US 12,340,178 B2
Generating synthetic user data for training and evaluation of machine learning-based language models
Yashraj Panwar, Mountain View, CA (US)
Filed by Yashraj Panwar, Mountain View, CA (US)
Filed on Nov. 19, 2024, as Appl. No. 18/951,670.
Claims priority of provisional application 63/720,759, filed on Nov. 15, 2024.
Claims priority of provisional application 63/712,512, filed on Oct. 27, 2024.
Prior Publication US 2025/0077782 A1, Mar. 6, 2025
Int. Cl. G06F 17/00 (2019.01); G06F 16/31 (2019.01); G06F 16/332 (2019.01); G06F 16/334 (2025.01); G06F 40/30 (2020.01); G06N 20/00 (2019.01)

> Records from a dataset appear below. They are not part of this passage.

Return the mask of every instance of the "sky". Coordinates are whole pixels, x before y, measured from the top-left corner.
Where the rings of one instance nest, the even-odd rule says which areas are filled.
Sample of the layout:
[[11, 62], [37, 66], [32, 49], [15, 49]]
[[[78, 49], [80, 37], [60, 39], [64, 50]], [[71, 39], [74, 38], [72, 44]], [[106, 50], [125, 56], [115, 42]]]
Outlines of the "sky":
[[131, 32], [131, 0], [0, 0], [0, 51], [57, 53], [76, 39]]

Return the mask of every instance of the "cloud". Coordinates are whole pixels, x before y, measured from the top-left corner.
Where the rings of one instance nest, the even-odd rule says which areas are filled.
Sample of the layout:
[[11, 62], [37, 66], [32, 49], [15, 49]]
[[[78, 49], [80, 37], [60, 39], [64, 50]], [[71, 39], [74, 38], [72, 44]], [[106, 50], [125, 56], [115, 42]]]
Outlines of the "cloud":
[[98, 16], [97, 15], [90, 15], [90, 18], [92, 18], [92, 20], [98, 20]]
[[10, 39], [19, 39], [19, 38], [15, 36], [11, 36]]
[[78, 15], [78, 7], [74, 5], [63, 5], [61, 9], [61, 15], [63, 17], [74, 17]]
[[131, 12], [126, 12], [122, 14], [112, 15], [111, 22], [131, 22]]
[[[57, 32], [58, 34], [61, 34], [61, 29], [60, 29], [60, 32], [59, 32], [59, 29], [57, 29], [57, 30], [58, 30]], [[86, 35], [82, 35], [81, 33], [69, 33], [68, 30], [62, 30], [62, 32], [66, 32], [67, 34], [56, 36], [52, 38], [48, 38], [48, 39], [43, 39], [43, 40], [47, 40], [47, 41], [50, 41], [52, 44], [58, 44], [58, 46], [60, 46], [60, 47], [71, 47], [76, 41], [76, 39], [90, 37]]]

CPC G06F 40/30 (2020.01) [G06F 16/322 (2019.01); G06F 16/3326 (2019.01); G06F 16/3344 (2019.01); G06N 20/00 (2019.01)] 20 Claims
OG exemplary drawing
 
1. A computer-implemented method comprising:
receiving a request for generating training dataset for a machine learning-based model, the training dataset comprising synthetic user profiles, each synthetic user profile for a hypothetical user, the synthetic user profile comprising a sequence of epochs, each epoch representing a set of events associated with the hypothetical user that occurred during a time period of the epoch, each epoch associated with a relevance score determined based on the set of events;
determining sets of values of user profile parameters, each set of values comprising parameters describing a sequence of epochs including a trajectory representing variation of relevance scores of epochs of the sequence of epochs over time;
generating a training dataset comprising, for each set of values of user profile parameters:
sending a prompt to a machine learning-based language model, the prompt requesting the machine learning-based language model to generate a synthetic user profile based on the set of values of user profile parameters, and
receiving from the machine learning-based language model, a representation of a synthetic user profile comprising a sequence of epochs having relevance scores varying over time according to the trajectory specified in the set of values; and
training the machine learning-based model using the training dataset.